What remains of what it was – Album Martim Moniz
Started in 2012, with the International Residency “Transitante: entre álbuns e arquivos”, co-sponsored by the Lisbon City Archive, the Archive collections would become the inspiration source for some of the works by participating artists, particularly for that developed by artist Carla Cabanas, which evoked the place where the residency was taking place: the Martim Moniz.
Her artistic research was focused on the images of this area that were available in the LCA-Photography’s database, particularly in a set of images from the 1950s, taken by Judah Benoliel (1900-1968).
This album would resume the questioning the artist had been developing in previous work, namely identity loss and the role of time in failing memory. This new work, nevertheless, would reflect an aspect that had not been yet explored: memory of place.
Her image selection revealed a part of the city that was changing massively, where one can see the urban interventions taking place, especially demolitions of buildings. From this outset, all the erasing done to the image (by scraping off the photographic emulsion) became a demolition itself , since the artist would still be taking more information and possible references, making the identification of the place almost impossible.
This intervention, carefully executed on the buildings that were not being taken down, is deliberate and wishes to draw our eyes to the absence, the rubble, to what remains of how it was.
This technique, however, somehow betrays the artist, since the “vanishing” incisions end up producing a surprising effect that adds yet another dimension to her work. The result is an uncanny combination of what remains of the image and texture now being added to it.
Carla Cabanas would also come to develop other ways to retrieve the memory of the place.
She interviewed old Martim Moniz dwellers, recording their testimonies, personal recollections and experiences that somehow recover a collective memory of that place and of city history.

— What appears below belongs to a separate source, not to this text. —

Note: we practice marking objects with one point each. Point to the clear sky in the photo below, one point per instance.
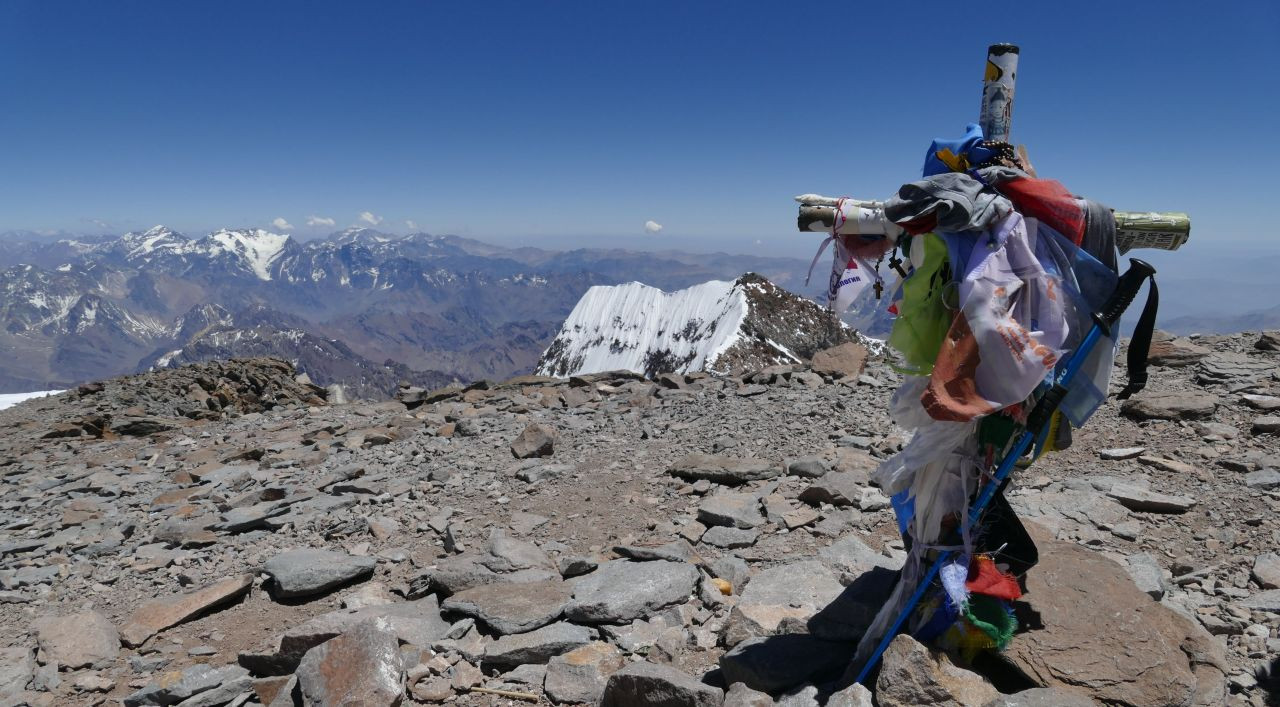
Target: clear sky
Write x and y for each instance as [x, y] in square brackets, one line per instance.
[575, 123]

The artist also asked those interviewed to draw her the central square, from memory, in any of the shapes they remembered, thus gathering a group of maps and street plans that unravel other social dynamics of the city.
In 2014, O que ficou do que foi – o álbum do Martim Moniz recovers this/these story(ies) in a site-specific installation created for the City Museum, a reference in the preservation and construction of Lisbon’s memory.